Er zog sich an und ging hinunter in die Küche, wo Hayley an einer Tasse Tee nippte und mit Joan plauderte, die mit dem obligatorischen Geschirrtuch in der Hand am Türrahmen lehnte. Im Fernsehen ereiferte sich gerade ein Politiker, den die Kamera in unvorteilhafter Nahaufnahme zeigte – an seinem Hals war ein schlecht kaschierter Schnitt vom Rasieren zu erkennen.

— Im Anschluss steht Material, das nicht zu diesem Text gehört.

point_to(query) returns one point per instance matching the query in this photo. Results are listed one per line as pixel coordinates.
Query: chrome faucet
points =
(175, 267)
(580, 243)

Dan küsste seine Tante auf die Wange. »Ich lass das Frühstück heute weg, danke.«
»Aber der Speck ist schon in der Pfanne …« Sie wies zum Herd. »Ihr habt doch noch reichlich Zeit oder nicht?«
Hayley nickte an seiner Stelle. Sie saß mit geradem Rücken da, den Bauch eingezogen, die Knie geschlossen, die Hände um ihre Teetasse gelegt, als ob ihr kalt wäre.
»Also gut«, sagte er. »Kann ich einfach nur ein Sandwich haben?«
»Ein Specksandwich, der Herr – kommt sofort. Und was ist mit dir, Hayley?«
»Nein danke. Zu viel Kalorien.«
»Ts-ts, hör sie dir an. Du hast doch eine Traumfigur.«
Als Joan sich abwandte, verhärtete sich Hayleys Miene, und Dan fiel auf, dass sie sich nicht geküsst, ja nicht einmal begrüßt hatten.
»Wo warst du gestern Abend?«, fragte sie.